The Local 715 bargaining committee reviews its proposals ...
The Local 715 bargaining committee reviews its proposals. From left, Diane Sprow, Tim Whitney, Pat Berry, Marty Swander and Randy Nester.

A new three-year agreement with the Edon operations of Simpson Industries, a manufacturer of automobile parts, provides UE Local 715 members with increased compensation and pensions, and creates a skilled trades program that will add work to the bargaining unit.

The company came into negotiations insisting it must have a "zero cost contract" and complaining of increased competition in the auto-parts industry and pressure from auto manufacturers for price reductions from parts producers. The company’s alarmist message was amplified by a noisy proxy battle going on during the contract negotiations, in which an outside corporate raider group was soliciting stockholders’ votes for its plan to take over the company and auction it off. (The proxy challenge to management was defeated by stockholders later in April.)

The Local 715 bargaining committee and members stood firm in their insistence that workers deserved economic gains. Throughout the weeks of bargaining, members wore stickers saying, "We earned it." And on March 29, two days before expiration, the 240 members of the union almost unanimously rejected the company’s "Best Settlement Offer," forcing managers back to the table and to produce a more generous offer more.


Workers defeated persistent company efforts to impose mandatory overtime, and stopped the company’s attempt to eliminate a contract provision which says the plant will not run during union membership meetings (which are held the third Thursday of the month, during the last half hour of first shift and the first half-hour of second shift).

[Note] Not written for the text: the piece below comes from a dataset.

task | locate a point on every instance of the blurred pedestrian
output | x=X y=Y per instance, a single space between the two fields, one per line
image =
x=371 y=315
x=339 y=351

Workers received an immediate 30 cent wage increase effective April 1. In the second and third years, workers will receive quarterly bonuses of up to 20% of the gains of the business, with a minimum guarantee of 1.33% of gross wages. This plant performance bonus will combine with an existing "Alternative Compensation Plan," in place over the previous year and a half, which had paid the average union member an average of $580 per quarter, or over $2,300 per year. (Based on actual results, had the new added plan been in place in 1999, it would have paid an additional $1,450 per employee for the year.)


The company also took a hard line on pensions, offering only meager increases, covering only service after the date of the new contract. Union members were eventually able to increase the pension multiplier by $2 immediately, to $34 per month per years of service, for all service since April 6, 1992; service before that date continues to earn a $26 multiplier.

Union members did take a hit on health insurance costs. Annual out-of-pocket maximums increase to $1,000 single/$2,000 family in the PPO plan that covers most members. Employee contributions will increase to 15% of premiums in 2001 and 20% in 2003 (the Company had tried to get 20% next year.)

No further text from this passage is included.